The invention discloses an online advertisement accurate delivery method based on machine learning, which comprises the following steps: s10, data acquisition; s20, extracting feature labels; s30, carrying out TGCW online classification learning; s40, generating categories; and S50, advertisement putting. The method and the system aim at the portrayal of the user in the big data accurate marketing, analyze the flow data generated by the browsing behavior of the user so as to classify the user, and thus realize the accurate advertisement delivery aiming at various types of users.

Description

Online advertisement accurate delivery method based on machine learning
Technical Field
The invention belongs to the field of machine learning, and relates to an online advertisement accurate delivery method based on machine learning.
Background
With the rapid development of information technology, especially the wide application of the internet industry, the real-time processing requirement for massive data arriving at high speed appears in more and more fields. In most cases, service data generated by the e-commerce industry can be regarded as dynamically arriving streaming data, and compared with traditional data, the data has the characteristics of dynamics, disorder, limitless, imbalance, large volume and the like. However, people are usually simulated and peered by things in modern digital advertisement delivery systems, so that how to analyze user figures in real time from massive stream data generated by browsing behaviors of users needs to be considered in order to accurately classify each sample in order to accurately deliver advertisements to each user when describing user figures in accurate marketing of big data.
However, if the browsing behavior of the user is analyzed by using the traditional batch-processing learning method, on one hand, the problems of long learning time and low learning efficiency exist, and the learning classification precision is influenced to a certain extent because the imbalance of data is not considered; on the other hand, it is difficult to efficiently update the model for incremental data, i.e., most of the previously learned models cannot be memorized, resulting in difficulty in efficiently adapting the model to the problems of concept migration and concept evolution occurring in the data. The traditional machine learning algorithm in the batch processing mode becomes more and more compelling under the current big data environment, and the TGCW online learning method is used for directly calculating data in real time in a memory through a flow type calculation frame, so that the method is beneficial to learning user behavior flow data in the E-commerce industry and provides a powerful tool for accurate advertisement delivery.

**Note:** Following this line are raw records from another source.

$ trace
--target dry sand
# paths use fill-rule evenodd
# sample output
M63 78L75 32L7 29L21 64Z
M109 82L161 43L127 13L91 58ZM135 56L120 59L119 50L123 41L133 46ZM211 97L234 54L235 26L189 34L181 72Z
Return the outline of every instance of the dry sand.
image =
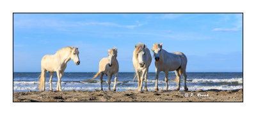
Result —
M188 93L188 97L185 97ZM193 97L189 97L191 93ZM208 97L196 97L197 94ZM221 91L64 91L14 92L13 102L243 102L243 89Z

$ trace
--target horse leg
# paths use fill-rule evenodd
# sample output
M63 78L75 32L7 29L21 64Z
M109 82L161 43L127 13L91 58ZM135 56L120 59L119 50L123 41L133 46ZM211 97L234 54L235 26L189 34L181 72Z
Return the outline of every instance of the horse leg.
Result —
M60 79L60 71L56 71L57 76L58 76L58 83L57 83L57 91L61 91L61 87L60 85L61 79Z
M112 75L111 74L108 74L108 91L111 91L111 90L110 90L110 83L111 83Z
M179 69L175 71L175 74L176 74L176 83L177 84L177 86L176 88L176 91L180 90L180 74L179 73Z
M165 72L165 90L168 90L168 77L169 72Z
M44 70L42 73L43 73L44 74L43 74L43 75L41 75L41 76L41 76L41 77L44 77L44 79L43 79L43 91L45 91L45 75L46 75L46 70Z
M50 80L49 81L49 83L50 83L50 91L52 91L52 76L53 76L53 72L50 72Z
M145 74L145 91L148 91L148 86L147 85L147 78L148 78L148 69L146 69Z
M104 74L102 72L100 72L100 90L103 91L103 88L102 88L102 78L103 78Z
M118 72L116 74L115 74L115 83L114 83L114 86L113 88L113 91L116 91L116 81L117 81L117 76L118 75Z
M143 81L144 81L144 76L145 74L146 74L146 71L147 69L145 69L142 71L142 74L140 76L140 88L138 90L139 92L141 92L143 88Z
M61 71L60 74L60 82L59 90L60 90L60 91L62 91L62 90L61 90L61 78L62 78L62 76L64 75L64 71Z
M183 78L184 78L184 91L188 91L188 88L187 87L187 74L186 73L186 71L183 71Z
M159 74L159 72L157 69L156 69L156 87L155 87L155 91L158 91L158 84L157 84L157 81L158 81L158 75Z
M138 78L138 90L140 90L140 75L141 75L141 72L137 71L137 78Z

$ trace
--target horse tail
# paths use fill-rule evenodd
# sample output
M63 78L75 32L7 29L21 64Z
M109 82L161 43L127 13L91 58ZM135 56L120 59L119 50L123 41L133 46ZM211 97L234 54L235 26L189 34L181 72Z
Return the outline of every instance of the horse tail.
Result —
M179 71L178 71L179 74L180 75L180 77L181 77L181 75L182 75L182 69L180 68L180 67L179 67L178 68L178 69L179 69ZM174 78L173 81L175 81L177 84L178 83L178 77L177 76L176 76L176 78Z
M135 79L135 81L136 81L136 78L137 77L137 74L135 72L135 74L134 74L134 78L133 78L133 81L134 81L134 79Z
M95 76L94 76L94 77L93 78L91 78L91 79L87 79L86 81L88 81L88 80L92 80L92 79L95 79L97 77L98 77L98 76L100 74L100 72L97 72L96 74L95 74Z
M40 84L39 84L39 91L41 91L42 87L44 85L44 79L45 79L45 76L44 75L45 73L44 71L42 71L41 74L39 75L38 78L40 77Z

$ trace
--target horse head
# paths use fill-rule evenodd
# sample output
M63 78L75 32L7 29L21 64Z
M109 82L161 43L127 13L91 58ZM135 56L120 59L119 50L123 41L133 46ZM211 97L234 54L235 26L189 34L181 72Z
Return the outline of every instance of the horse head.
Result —
M143 67L145 66L145 51L146 46L144 44L139 44L138 46L135 45L135 57L139 62L140 67Z
M162 51L163 43L153 44L153 48L152 50L154 52L154 57L155 57L156 61L159 61L160 59L160 53Z
M117 57L117 48L115 46L113 48L108 50L108 65L112 66L113 62L116 58Z

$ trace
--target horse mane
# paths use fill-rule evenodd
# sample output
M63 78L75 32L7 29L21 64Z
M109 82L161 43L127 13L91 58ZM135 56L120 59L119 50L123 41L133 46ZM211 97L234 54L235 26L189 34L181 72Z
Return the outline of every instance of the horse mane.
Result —
M114 46L113 48L109 50L108 52L108 53L116 53L116 56L117 57L117 48L115 46Z
M60 49L60 50L57 51L56 53L61 53L62 52L67 51L69 51L71 52L71 51L72 50L74 50L74 48L76 48L73 47L73 46L66 46L66 47L64 47L64 48ZM78 52L78 51L77 51L77 52Z
M138 55L137 54L139 52L140 52L141 50L143 50L143 46L144 45L145 45L144 44L139 43L139 44L138 44L137 47L135 48L135 58L136 58L136 59L138 59ZM147 46L145 45L145 48L145 48L146 47L147 47Z
M152 50L159 48L159 43L154 44Z

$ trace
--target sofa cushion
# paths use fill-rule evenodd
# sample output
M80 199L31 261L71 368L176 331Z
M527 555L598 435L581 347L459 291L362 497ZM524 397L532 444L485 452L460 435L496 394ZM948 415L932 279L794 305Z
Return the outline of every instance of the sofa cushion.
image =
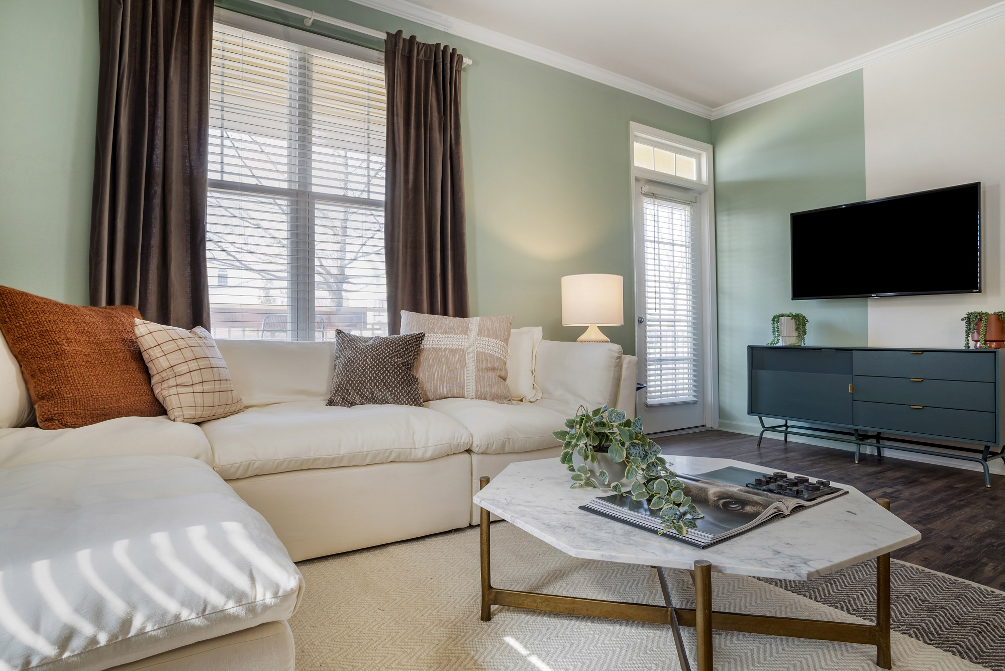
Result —
M561 445L552 435L565 427L575 410L557 401L502 405L479 399L441 399L426 407L451 417L471 434L471 451L479 454L529 452Z
M471 445L453 419L422 407L326 406L324 400L248 408L201 425L228 480L306 468L427 461Z
M21 365L0 332L0 429L16 429L34 421L35 409L21 375Z
M38 426L164 414L133 333L139 316L132 305L68 305L0 286L0 330L21 365Z
M166 416L120 417L79 429L0 429L0 468L41 461L168 454L213 464L213 452L194 424Z
M0 470L0 668L105 669L284 621L304 588L209 466L100 457Z
M534 377L546 399L565 406L614 406L621 383L621 346L541 341Z
M217 340L244 407L327 399L335 343Z

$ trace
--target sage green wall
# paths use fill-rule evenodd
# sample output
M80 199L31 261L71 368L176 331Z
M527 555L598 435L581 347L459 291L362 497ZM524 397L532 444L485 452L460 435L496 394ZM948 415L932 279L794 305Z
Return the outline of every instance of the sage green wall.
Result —
M97 0L0 2L0 284L87 301Z
M0 282L73 302L87 297L96 4L0 2L0 90L17 101L0 107ZM561 325L561 276L616 273L626 324L604 330L633 353L628 123L702 142L711 123L345 0L294 4L474 60L462 88L472 313L574 340L582 329Z
M716 120L720 425L751 432L747 346L802 312L808 345L867 346L865 298L792 300L789 214L865 199L861 70ZM835 231L840 235L840 231Z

Therefore, in view of the fact that the existing method is difficult to meet the requirement of online classification of unbalanced stream data, and the accuracy of classification delivery still has room for improvement. The prior art has at least the following disadvantages or problems:
1. the traditional batch learning method is difficult to memorize previously learned models and perform efficient and rapid learning on incremental data, so that the learning algorithms are difficult to apply to accurate and rapid advertisement delivery systems.
2. Existing online learning algorithms do not take into account the imbalance of data when used for online classification learning for user advertisement placement. In reality, a plurality of categories have imbalance problems, which are common and reasonable and meet the expectations of people, so that the problem that the data imbalance is not considered in the practical application of advertisement putting of the conventional online learning classification algorithm is urgently solved.
3. In the past, the classification precision of the online classification learning algorithm still has room for improvement, so the advertisement putting precision can still be improved.
Disclosure of Invention
The invention accurately selects the online characteristics of the online user stream data through the TGCW online learning method, classifies the online user stream data according to the characteristics of user behaviors, and finally can accurately and quickly deliver the corresponding advertisements to the corresponding users. The method solves the problem of unbalanced stream data classification which is not solved by the traditional online classification method, and improves the classification performance to realize the improvement of the advertisement putting accuracy.
The invention provides a classification method for identifying transformer substation equipment types based on three-dimensional point cloud data, which comprises the following steps:
s10, data acquisition;
s20, extracting feature labels;
s30, carrying out TGCW online classification learning;
s40, generating categories;
and S50, advertisement putting.
Preferably, the data acquisition is to collect the user data into the data acquisition module through a cloud.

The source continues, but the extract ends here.